Use the following information to answer the next five exercises. A study was conducted to test the effectiveness of a software patch in reducing system failures over a six-month period. Results for randomly selected installations are shown in [link] . The “before” value is matched to an “after” value, and the differences are calculated. The differences have a normal distribution. Test at the 1% significance level.
Installation | A | B | C | D | E | F | G | H |
---|---|---|---|---|---|---|---|---|
Before | 3 | 6 | 4 | 2 | 5 | 8 | 2 | 6 |
After | 1 | 5 | 2 | 0 | 1 | 0 | 2 | 2 |
What is the random variable?
the mean difference of the system failures
State the null and alternative hypotheses.
What conclusion can you draw about the software patch?

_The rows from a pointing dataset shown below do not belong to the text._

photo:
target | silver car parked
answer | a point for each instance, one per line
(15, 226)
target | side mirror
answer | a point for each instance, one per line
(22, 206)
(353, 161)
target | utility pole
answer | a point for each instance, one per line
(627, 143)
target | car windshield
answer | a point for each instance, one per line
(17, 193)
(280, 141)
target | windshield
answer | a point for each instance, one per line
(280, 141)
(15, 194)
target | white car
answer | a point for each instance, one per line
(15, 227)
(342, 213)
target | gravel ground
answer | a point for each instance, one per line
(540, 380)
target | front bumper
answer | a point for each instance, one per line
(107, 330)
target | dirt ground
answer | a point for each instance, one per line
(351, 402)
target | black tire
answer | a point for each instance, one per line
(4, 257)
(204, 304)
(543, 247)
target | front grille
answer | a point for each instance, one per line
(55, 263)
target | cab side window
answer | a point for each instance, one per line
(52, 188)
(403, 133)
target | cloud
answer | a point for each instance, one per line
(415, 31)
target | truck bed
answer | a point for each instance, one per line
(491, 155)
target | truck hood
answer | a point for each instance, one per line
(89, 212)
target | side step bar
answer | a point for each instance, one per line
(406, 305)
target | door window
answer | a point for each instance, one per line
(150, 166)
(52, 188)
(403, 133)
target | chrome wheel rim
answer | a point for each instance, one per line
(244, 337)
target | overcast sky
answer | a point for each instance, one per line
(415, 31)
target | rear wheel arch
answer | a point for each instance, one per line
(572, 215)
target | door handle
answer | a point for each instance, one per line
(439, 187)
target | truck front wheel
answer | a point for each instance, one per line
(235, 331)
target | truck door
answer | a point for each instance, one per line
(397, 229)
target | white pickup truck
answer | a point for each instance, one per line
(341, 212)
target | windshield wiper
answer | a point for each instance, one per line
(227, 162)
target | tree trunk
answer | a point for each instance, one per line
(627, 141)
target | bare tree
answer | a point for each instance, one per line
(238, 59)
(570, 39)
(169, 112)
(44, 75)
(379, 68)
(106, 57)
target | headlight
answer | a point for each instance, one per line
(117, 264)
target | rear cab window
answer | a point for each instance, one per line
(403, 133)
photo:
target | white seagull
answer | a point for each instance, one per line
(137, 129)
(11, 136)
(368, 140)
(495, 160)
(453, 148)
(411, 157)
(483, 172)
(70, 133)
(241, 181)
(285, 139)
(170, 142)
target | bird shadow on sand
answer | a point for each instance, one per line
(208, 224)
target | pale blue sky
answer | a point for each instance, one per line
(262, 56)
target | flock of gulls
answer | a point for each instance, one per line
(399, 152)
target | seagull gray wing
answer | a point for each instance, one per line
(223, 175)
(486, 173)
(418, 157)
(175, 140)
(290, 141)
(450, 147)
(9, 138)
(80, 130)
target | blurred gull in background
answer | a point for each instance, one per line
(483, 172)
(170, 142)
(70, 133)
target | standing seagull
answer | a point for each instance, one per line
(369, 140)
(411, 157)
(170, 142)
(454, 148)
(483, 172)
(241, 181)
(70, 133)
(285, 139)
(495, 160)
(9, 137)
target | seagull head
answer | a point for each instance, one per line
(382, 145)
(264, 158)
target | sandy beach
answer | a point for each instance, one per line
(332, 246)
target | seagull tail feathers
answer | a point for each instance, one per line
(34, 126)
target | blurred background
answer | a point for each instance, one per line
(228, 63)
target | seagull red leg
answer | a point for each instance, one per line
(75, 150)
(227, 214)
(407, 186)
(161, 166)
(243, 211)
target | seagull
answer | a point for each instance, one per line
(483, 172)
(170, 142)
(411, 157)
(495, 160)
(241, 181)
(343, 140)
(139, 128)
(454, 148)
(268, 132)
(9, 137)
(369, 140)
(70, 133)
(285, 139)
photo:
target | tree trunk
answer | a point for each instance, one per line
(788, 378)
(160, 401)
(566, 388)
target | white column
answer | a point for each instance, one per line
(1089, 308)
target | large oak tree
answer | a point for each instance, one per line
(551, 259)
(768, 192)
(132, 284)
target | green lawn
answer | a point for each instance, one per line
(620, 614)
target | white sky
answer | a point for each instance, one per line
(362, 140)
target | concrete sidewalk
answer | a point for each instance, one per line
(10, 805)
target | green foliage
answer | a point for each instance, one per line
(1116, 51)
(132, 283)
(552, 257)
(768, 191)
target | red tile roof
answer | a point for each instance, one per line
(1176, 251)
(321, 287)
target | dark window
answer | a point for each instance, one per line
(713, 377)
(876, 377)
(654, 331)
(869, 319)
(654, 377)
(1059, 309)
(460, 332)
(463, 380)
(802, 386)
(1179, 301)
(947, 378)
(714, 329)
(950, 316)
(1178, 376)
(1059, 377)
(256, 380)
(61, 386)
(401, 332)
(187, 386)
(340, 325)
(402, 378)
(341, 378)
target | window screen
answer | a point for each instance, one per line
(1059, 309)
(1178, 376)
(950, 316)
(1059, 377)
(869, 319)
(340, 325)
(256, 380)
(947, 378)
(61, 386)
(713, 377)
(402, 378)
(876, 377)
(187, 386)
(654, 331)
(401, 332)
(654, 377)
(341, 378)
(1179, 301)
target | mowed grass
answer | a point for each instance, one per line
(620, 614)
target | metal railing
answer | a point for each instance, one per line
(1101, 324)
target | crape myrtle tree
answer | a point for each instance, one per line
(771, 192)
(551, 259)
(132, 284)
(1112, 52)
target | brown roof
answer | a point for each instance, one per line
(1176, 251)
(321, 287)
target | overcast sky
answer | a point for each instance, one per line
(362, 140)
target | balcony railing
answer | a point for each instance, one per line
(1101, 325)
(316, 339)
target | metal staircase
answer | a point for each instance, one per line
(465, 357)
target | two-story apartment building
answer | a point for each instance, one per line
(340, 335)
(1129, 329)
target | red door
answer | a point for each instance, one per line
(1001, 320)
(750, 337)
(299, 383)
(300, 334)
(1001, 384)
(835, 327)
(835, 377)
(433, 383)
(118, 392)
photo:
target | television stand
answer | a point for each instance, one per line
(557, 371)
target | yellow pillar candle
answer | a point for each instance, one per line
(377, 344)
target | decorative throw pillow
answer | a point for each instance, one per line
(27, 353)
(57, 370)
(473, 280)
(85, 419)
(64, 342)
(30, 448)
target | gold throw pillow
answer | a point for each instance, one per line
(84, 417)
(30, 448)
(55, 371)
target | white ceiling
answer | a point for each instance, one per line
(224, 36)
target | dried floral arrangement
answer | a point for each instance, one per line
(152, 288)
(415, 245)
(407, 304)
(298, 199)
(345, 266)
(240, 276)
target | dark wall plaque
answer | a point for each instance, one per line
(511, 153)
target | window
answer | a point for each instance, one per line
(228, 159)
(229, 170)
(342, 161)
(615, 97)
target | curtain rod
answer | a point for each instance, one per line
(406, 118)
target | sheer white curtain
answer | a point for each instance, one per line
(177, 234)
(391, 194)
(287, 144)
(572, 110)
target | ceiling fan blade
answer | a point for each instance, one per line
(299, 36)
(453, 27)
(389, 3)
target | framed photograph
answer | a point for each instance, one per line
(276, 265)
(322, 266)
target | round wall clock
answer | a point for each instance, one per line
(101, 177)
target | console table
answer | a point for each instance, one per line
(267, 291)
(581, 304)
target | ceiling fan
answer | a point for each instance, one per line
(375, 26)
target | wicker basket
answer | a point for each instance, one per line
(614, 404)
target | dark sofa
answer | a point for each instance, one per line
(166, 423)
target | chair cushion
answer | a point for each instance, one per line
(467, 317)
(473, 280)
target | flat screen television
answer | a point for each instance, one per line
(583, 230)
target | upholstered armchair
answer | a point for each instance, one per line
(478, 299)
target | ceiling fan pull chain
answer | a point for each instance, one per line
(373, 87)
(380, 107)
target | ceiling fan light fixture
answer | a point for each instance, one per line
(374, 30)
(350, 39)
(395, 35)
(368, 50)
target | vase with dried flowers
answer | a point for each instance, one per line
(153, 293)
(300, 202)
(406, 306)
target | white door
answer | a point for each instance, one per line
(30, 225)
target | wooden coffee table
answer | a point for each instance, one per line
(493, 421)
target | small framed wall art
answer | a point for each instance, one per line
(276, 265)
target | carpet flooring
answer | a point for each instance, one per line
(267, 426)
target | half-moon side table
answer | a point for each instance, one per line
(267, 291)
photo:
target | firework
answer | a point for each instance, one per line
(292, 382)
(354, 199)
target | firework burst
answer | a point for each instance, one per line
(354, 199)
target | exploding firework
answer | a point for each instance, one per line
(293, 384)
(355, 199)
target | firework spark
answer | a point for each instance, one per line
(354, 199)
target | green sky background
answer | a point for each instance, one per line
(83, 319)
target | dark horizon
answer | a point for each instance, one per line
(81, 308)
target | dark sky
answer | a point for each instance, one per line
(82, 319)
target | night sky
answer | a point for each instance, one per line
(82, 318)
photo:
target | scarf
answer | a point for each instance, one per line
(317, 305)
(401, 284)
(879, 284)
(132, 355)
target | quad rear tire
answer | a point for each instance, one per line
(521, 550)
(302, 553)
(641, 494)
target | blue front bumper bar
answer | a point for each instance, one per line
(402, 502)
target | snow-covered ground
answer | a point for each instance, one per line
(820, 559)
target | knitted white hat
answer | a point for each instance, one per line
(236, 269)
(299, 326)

With a p -value 0.0067, we can cannot accept the null hypothesis. There is enough evidence to support that the software patch is effective in reducing the number of system failures.
Use the following information to answer next five exercises. A study was conducted to test the effectiveness of a juggling class. Before the class started, six subjects juggled as many balls as they could at once. After the class, the same six subjects juggled as many balls as they could. The differences in the number of balls are calculated. The differences have a normal distribution. Test at the 1% significance level.
Subject | A | B | C | D | E | F |
---|---|---|---|---|---|---|
Before | 3 | 4 | 3 | 2 | 4 | 5 |
After | 4 | 5 | 6 | 4 | 5 | 7 |
State the null and alternative hypotheses.
What is the sample mean difference?
What conclusion can you draw about the juggling class?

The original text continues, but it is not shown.